Захар Матвеевич хорошо знал всех односельчан, естественно, и ее тоже. Она после школы с полгода работала в виноградарской бригаде, потом училась на отделении «КиП и А» в СГПТУ-73. Красотой Кристина не отличалась, под стать своей тете была высокая и тощая, как гончая собака. Она имела короткую и неровную стрижку, удлиненное лицо, грузинский нос с горбинкой и непомерно большие уши. Вдобавок щеки ее и шею уродовали жирные коричневые прыщи и угри, от вида которых любому человеку становилось немного не по себе. С таким обликом она отнюдь не принадлежала к девушкам, способным пробудить сильную страсть в мужчине.

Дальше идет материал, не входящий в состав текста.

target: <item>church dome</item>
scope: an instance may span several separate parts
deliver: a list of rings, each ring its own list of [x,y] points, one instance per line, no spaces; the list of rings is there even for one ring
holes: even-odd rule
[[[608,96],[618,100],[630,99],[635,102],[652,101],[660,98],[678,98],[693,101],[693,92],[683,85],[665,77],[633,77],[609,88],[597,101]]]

Захар Матвеевич не в силах был смотреть на нее, его взор ушел куда-то далеко, ему даже захотелось совсем закрыть глаза.
Никитична заметила его замешательство, но не придала этому особого значения, всем своим видом изумительно красноречиво показывая, что она умеет держать язык за зубами. К ее чести следует признать, что она, когда заходила в кабинет Захара Матвеевича с письменной жалобой на Настю и застала его с Мариной, никому об этом не проболталась. И теперь на лице Никитичны сияла ласковая укоризна: мне все известно, сам видишь — теперь ничего уже не поделаешь, свою оплошность не исправишь. Мало того, в настойчивости, с которой заместитель главбуха просила за свою племянницу, отчетливо прослеживались призыв к нему отречься от подобных непристойных поступков, раскаяться в своем греховном падении и выражалось недвусмысленное предупреждение.